Há dias em que o tempo resolve fazer algo raro:
ele desacelera.
Dá um passo atrás.
Respira.
Esse dia, para mim, atende por um nome simples: meu aniversário.
Hoje, há um bolo na mesa.
As velas formam o número 81.
Mas basta mudar o angulo… e os mesmos números viram 18.
Talvez a vida seja isso: dois lados do mesmo espelho, convivendo dentro de nós.
Por fora, contamos anos.
Por dentro, contamos sonhos.
E quando olho para dentro, percebo que muitos daqueles sonhos antigos, alguns tímidos, outros ousados, ganharam forma ao longo da estrada.
Volto, então, ao menino que nasceu em 15 de dezembro de 1944, na Fazenda da Mata, Estulânia – Piracanjuba.
Consigo quase ouvir o barulho do vento passando pelos milharais, sentir o cheiro da terra úmida depois da chuva, ver a luz fina da manhã entrando pelas frestas.
Aquela madrugada trazia orvalho brilhante.

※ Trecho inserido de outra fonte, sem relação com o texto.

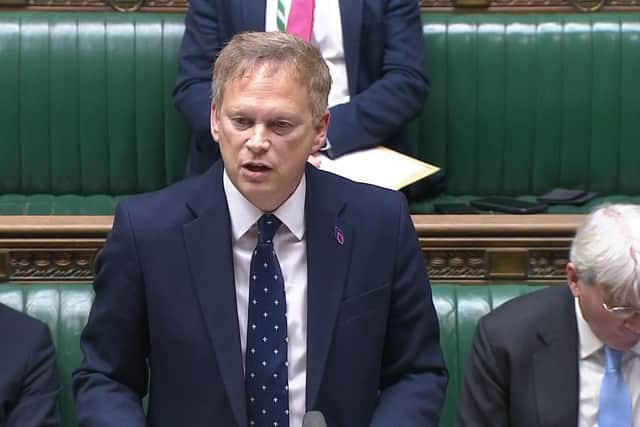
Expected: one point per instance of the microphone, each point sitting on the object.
(314, 419)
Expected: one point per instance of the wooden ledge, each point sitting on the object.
(431, 226)
(62, 226)
(460, 248)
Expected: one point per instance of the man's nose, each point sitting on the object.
(259, 139)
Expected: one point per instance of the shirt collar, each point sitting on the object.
(589, 342)
(244, 214)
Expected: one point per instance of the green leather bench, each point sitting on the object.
(65, 307)
(520, 103)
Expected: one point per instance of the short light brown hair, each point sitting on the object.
(250, 51)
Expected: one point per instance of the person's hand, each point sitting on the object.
(314, 160)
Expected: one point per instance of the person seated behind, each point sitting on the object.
(540, 359)
(374, 49)
(330, 312)
(29, 383)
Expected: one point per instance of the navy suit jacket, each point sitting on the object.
(29, 383)
(165, 295)
(383, 48)
(523, 367)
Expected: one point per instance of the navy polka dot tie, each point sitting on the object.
(266, 378)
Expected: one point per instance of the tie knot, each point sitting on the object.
(613, 358)
(267, 226)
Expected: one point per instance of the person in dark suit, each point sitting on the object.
(350, 331)
(539, 360)
(374, 49)
(29, 383)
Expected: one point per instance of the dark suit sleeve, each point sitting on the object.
(112, 379)
(414, 377)
(380, 110)
(483, 401)
(201, 43)
(37, 405)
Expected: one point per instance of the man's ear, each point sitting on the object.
(215, 122)
(572, 279)
(321, 128)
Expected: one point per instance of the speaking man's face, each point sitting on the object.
(266, 132)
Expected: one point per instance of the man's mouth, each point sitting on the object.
(256, 167)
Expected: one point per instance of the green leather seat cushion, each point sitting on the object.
(48, 204)
(65, 308)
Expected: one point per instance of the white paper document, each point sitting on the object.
(380, 166)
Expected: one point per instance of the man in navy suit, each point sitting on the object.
(374, 49)
(175, 281)
(29, 383)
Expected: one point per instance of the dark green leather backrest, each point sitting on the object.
(65, 308)
(522, 103)
(86, 102)
(459, 308)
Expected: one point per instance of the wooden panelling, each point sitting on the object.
(461, 248)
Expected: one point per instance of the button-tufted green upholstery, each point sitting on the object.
(523, 103)
(520, 104)
(86, 109)
(65, 307)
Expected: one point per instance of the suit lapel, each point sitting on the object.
(208, 242)
(351, 17)
(556, 368)
(329, 243)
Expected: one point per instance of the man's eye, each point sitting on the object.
(281, 126)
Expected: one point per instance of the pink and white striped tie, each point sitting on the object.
(300, 22)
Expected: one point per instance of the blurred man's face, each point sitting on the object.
(619, 333)
(266, 132)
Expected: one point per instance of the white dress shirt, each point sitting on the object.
(291, 249)
(326, 36)
(591, 371)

E um arco-íris discreto surgia no céu como se o próprio universo desse boas-vindas ao quinto dos nove filhos de Benedito e Arlinda.
Eu não sabia nada.
Nem precisava.
A vida estava pronta para ensinar.
O tempo, esse andarilho sempre com pressa, seguiu seu rumo.
Vieram as descobertas de menino, os primeiros medos, as primeiras alegrias.
Veio a juventude, cheia de energia e de perguntas.
Veio o amor, e com ele, a família que formei aos 26 anos.
Depois chegaram os 40, os 50, os 60…
E quando percebi, já era um senhor recebendo os 70 como quem recebe um amigo antigo.
E agora estou aqui: 81 anos, e uma alma acordada, viva, agradecida.
Hoje me faço algumas perguntas, mas sem dor, sem cobrança, com serenidade:
Toquei alguém de forma positiva?
Amei o suficiente?
Deixei marcas boas onde passei?
O que fiz com meus últimos 365 dias?
Essas perguntas não machucam.
Elas me devolvem para mim mesmo.
Mostram que viver não é apenas existir, mas participar da vida, com presença e responsabilidade.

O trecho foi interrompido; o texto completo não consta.